How This Book Is Organized

Although each hack is designed to stand on its own, this book makes extensive use of cross-referencing between hacks. If you find a reference to something you're interested in while reading a particular hack, feel free to skip around and follow it (much as you might while browsing the Web). The book itself is divided into several chapters, organized by subject:

Chapter 1, Unix Host Security

As the old saying goes, Unix was designed to share information, not to protect it. This old saw is no longer true with modern operating systems, where security is an integral component to any server. Many new programs and kernel features have been developed that provide a much higher degree of control over what Unix-like operating systems can do. Chapter 1 demonstrates advanced techniques for hardening your Linux, FreeBSD, or OpenBSD server.

Chapter 2, Windows Host Security

Microsoft Windows is used as a server platform in many organizations. As the Windows platform is a common target for various attacks, administering these systems can be challenging. This chapter covers many important steps that are often overlooked by Windows administrators, including tightening down permissions, auditing all system activity, and eliminating security holes that are present in the default Windows installation.

Chapter 3, Network Security

Regardless of the operating system used by your servers, if your network is connected to the Internet, it uses TCP/IP for communications. Networking protocols can be subverted in a number of powerful and surprising ways, leading to attacks that can range from simple denial of service to unauthorized access with full privileges. This chapter demonstrates some tools and techniques used to attack servers using the network itself, as well as methods for preventing these attacks.

Chapter 4, Logging

Network security administrators live and die by the quality of their logs. If too little information is tracked, intrusions can slip by unnoticed. If too much is logged, attacks can be lost in the deluge of irrelevant information. Chapter 4 shows you how to balance the need for information with the need for brevity by automatically collecting, processing, and protecting your system logs.

Chapter 5, Monitoring and Trending

As useful as system logs and network scans can be, they represent only a single data point of information, relevant only to the instant that the events were recorded. Without a history of activity on your network, you have no way to establish a baseline for what is "normal," nor any real way to determine if something fishy is going on. This chapter presents a number of tools and methods for watching your network and services over time, allowing you to recognize trends that will aid in future planning and enable you to tell at a glance when something just isn't right.

Chapter 6, Secure Tunnels

How is it possible to maintain secure communications over networks as untrustworthy as the Internet? The answer nearly always involves powerful encryption and authentication techniques. Chapter 6 shows you how to implement powerful VPN technologies, including IPSec, PPTP, and OpenVPN. You will also find techniques for protecting services, using SSL, SSH, and other strong encryption tools

Chapter 7, Network Intrusion Detection

How do you know when your network is under attack? While logs and historical statistics can show you if something is out of sorts, there are tools designed to notify you (or otherwise take action) immediately when common attacks are detected. This chapter centers on the tremendously popular NIDS tool Snort and presents many techniques and add-ons that unleash this powerful tool's full potential.

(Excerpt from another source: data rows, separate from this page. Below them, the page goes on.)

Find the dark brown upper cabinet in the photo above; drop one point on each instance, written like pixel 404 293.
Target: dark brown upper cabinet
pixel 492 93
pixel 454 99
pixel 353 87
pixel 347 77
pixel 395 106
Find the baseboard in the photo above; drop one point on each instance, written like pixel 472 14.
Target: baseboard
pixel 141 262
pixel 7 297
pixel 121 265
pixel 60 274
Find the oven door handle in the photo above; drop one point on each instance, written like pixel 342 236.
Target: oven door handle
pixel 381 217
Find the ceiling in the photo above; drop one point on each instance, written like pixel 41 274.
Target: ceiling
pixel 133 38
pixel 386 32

Also presented are methods for setting up your own "honeypot" network to attract and confuse would-be system crackers.

Chapter 8, Recovery and Response

Even the most competent and careful network administrator will eventually have to deal with successful security incidents. This chapter contains suggestions on how to verify your system's integrity, preserve evidence for later analysis, and track down the human being at the other end of undesirable network traffic.